I am working through the book *Geometric Deep Learning* (https://arxiv.org/abs/2104.13478) and have hit the following formula (Chapter 3.5, page 27).
> If $f$ is linear and $\mathfrak G$-invariant and $\mu(\mathfrak g)$ is Haar measure of the group $\mathfrak G$, then for all $x\in \mathcal{X}(\Omega)$,
> $$f(x) = \frac{1}{\mu(\mathfrak G)}\int_{\mathfrak G} f(\mathfrak g.x)d\mu(\mathfrak g) = f \left(\frac{1}{\mu(\mathfrak G)}\int_{\mathfrak G}(\mathfrak g.x)d\mu(\mathfrak g)\right)$$
> which indicates that $F$ only depends on $x$ through the $\mathfrak G$-average $Ax= \frac{1}{\mu(\mathfrak G)}\int_{\mathfrak G} f(\mathfrak g.x)d\mu(\mathfrak g)$.
Two questions.
1. It doesn't seem obvious to me that the function $f$ being linear and $\mathfrak G$-invariant allows the integral $\int_{\mathfrak G}\cdot \, d\mu(\mathfrak g)$ to just go inside(?) the function $f$. The authors gave no explation as to how it is done. How is the formula derived?

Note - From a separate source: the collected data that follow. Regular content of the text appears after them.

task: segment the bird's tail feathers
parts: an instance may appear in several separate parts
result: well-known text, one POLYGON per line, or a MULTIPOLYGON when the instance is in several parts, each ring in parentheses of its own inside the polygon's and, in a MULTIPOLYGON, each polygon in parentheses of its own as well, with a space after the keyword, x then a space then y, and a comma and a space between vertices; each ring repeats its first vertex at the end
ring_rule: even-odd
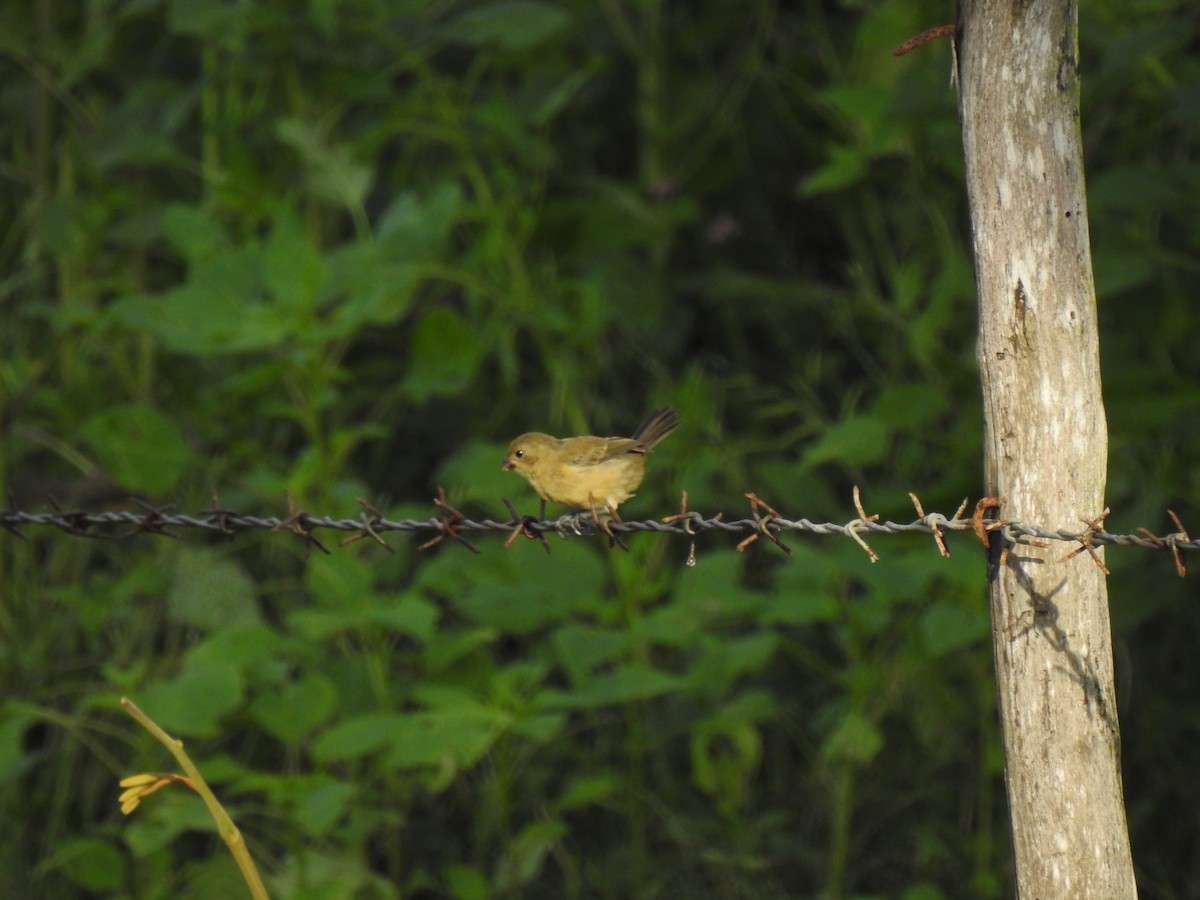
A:
POLYGON ((633 433, 633 439, 640 445, 643 452, 653 447, 668 434, 679 427, 679 413, 669 406, 663 406, 646 416, 645 421, 633 433))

2. I don't know how this operation of integral $\int_{\mathfrak G}\cdot \, d\mu(\mathfrak g)$ 'going inside' the function $f$ is called. Would 'commute' be appropriate term? (For example, the function $f$ and integral $\int_{\mathfrak G}\cdot \, d\mu(\mathfrak g)$ commute with each other.)